5. Eye contact and out-of-sync audio
Other signs of a deepfake video are unnatural eye movements and sometimes out-of-sync audio. The result is a clip that looks strangely unnatural, or like it has been dubbed, a bit like a foreign film.
As an added tip, you can also use AI sniffing software to detect deepfakes. For example, while AI can make a person’s front-facing image look convincing, it has difficulty with varying angles. If you submit someone’s profile picture to an AI sniffing software and compare it to a deepfake, it can pick out the illegitimate one.
How deepfakes are used in cyberattacks and scams
Cybercriminals mainly use deepfakes to deceive individuals and companies for personal or financial gain. They can use deepfakes as propaganda to sway public opinion on certain subjects, and some experts are worried that dangerous groups may be using deepfakes to affect political outcomes.
Overall, cybercriminals manipulate digital media for many reasons, but some of the most popular attacks and scams include the following.
1. Identity theft
Threat actors can use deepfake videos and audio clips to impersonate company or financial institution executives to steal large sums of money. In 2020, cybercriminals stole $35 million from a Hong Kong bank using deepfake technology. In another instance, scammers used a deepfake hologram of a cryptocurrency CCO on a Zoom call, tricking executives into providing confidential information.
One hacker even used a deepfake to gain employment as a tech support team member at a large company. The hacker then used their position to steal confidential information and gain unrestricted access to the company’s network.

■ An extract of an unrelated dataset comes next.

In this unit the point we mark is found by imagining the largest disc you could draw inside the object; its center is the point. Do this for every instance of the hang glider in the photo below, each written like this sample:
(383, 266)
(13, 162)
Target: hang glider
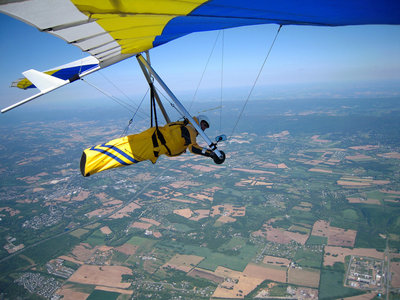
(113, 30)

2. Stealing charitable donations
Even charitable giving has been leveraged by cybercriminals using deepfake technology. One recent attack utilized fake voicemails from a CEO urging employees, vendors, and suppliers to donate to a cause that turned out to be fake.
3. Fooling authentication
Now that multi-factor authentication has become more common, cybercriminals have stepped up their game. Hackers are now using deepfake audio and video clips to gain access to locked apps, accounts, and resources. Bad actors will target facial and voice recognition with very realistic fakes that allow them to breach secure accounts.
4. Phishing attacks
Scammers also use deepfake content in voicemail, email, and SMS phishing attacks to trick employees, clients, and others into making unauthorized payments or disclosing personal information. This data may then be used to access accounts and steal information or money.
5. Shallowfakes
Some criminals don’t have access to the kind of AI tools required to create high-quality deepfakes. But lower-quality derivatives, also known as “shallowfakes,” sometimes work just as well. A scammer may simply slow down an audio recording to make it seem like the speaker is intoxicated. Or if the objective is to insinuate an erratic or violent nature, scammers may speed up a real video to distort the content.
Cybercriminals are advancing their knowledge and technical expertise in creating deepfakes, but cybersecurity experts are also stepping up their game. As the two go toe-to-toe, average users must educate themselves on the dangers of deepfakes, verify content before taking any action, and rely on common sense, safety, and security first.